There was a feeding frenzy in the financials yesterday as investors prepare for earnings results from major players in the industry.
The options paper was especially noteworthy in JP Morgan, which is slated to issue results later this morning. More than 203,000 contracts traded in the iconic bank, compared with just 101,000 in an average session.
One of the largest early trades was definitely geared to the upside as an investor sold about 4,000 January 45 calls for $1.16 and bought an equal number of March 48 calls for $0.73. Volume was below open interest at the nearer-term strike, indicating that an existing position was closed and rolled forward in time.
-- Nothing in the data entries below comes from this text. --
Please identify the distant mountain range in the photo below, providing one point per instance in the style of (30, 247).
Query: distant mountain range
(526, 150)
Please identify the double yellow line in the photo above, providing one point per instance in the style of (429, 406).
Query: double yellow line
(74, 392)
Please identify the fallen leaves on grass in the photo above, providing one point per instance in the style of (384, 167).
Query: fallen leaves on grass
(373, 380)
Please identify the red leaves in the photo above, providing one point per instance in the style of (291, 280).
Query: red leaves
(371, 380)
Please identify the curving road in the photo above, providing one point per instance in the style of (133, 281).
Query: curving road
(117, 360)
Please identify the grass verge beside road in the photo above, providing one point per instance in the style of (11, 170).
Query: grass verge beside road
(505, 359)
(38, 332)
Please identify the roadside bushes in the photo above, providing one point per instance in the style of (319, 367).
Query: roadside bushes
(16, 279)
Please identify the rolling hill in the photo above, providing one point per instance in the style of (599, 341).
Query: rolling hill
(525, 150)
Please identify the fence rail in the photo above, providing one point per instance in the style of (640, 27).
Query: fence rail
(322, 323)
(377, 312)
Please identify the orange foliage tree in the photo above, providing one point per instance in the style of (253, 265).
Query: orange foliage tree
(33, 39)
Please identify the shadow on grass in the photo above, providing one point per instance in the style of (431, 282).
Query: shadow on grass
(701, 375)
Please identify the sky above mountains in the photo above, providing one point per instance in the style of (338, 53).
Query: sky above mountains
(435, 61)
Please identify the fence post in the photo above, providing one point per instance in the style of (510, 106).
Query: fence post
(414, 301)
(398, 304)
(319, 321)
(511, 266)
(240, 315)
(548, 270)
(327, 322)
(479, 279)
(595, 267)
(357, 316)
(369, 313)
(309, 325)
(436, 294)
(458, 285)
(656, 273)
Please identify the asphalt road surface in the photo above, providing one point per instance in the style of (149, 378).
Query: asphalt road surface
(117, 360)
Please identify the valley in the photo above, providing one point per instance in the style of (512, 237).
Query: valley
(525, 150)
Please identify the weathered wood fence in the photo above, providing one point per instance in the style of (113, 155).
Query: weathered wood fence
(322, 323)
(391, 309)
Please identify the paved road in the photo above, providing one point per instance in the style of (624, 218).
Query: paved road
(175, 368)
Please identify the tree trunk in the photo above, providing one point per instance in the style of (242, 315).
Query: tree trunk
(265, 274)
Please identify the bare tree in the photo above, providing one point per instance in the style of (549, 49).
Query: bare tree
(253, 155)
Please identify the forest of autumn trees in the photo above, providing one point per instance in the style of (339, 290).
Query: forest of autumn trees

As a result, the investor recovered $0.43 of their capital and remains positioned to keep making money if JPM continues to climb in coming months. He or she is also less at risk of volatility collapsing in the January contracts after the news is released.
Our Heat Seeker tracking program showed more than 944,000 contracts trading in the bank group yesterday, compared with just 760,000 in an average session. Of that total, calls outnumbered puts and were bought. The puts that did change hands, however, were mostly sold. (See our Education section for more on why selling puts can reflect confidence.)
Morgan Stanley was also active yesterday, with volume twice the normal amount. Early buyers paid $0.32 for the January 20.50 calls. MS then pushed higher into the close and those contracts would inflate by about 50 percent to $0.47. The company issues results Friday morning.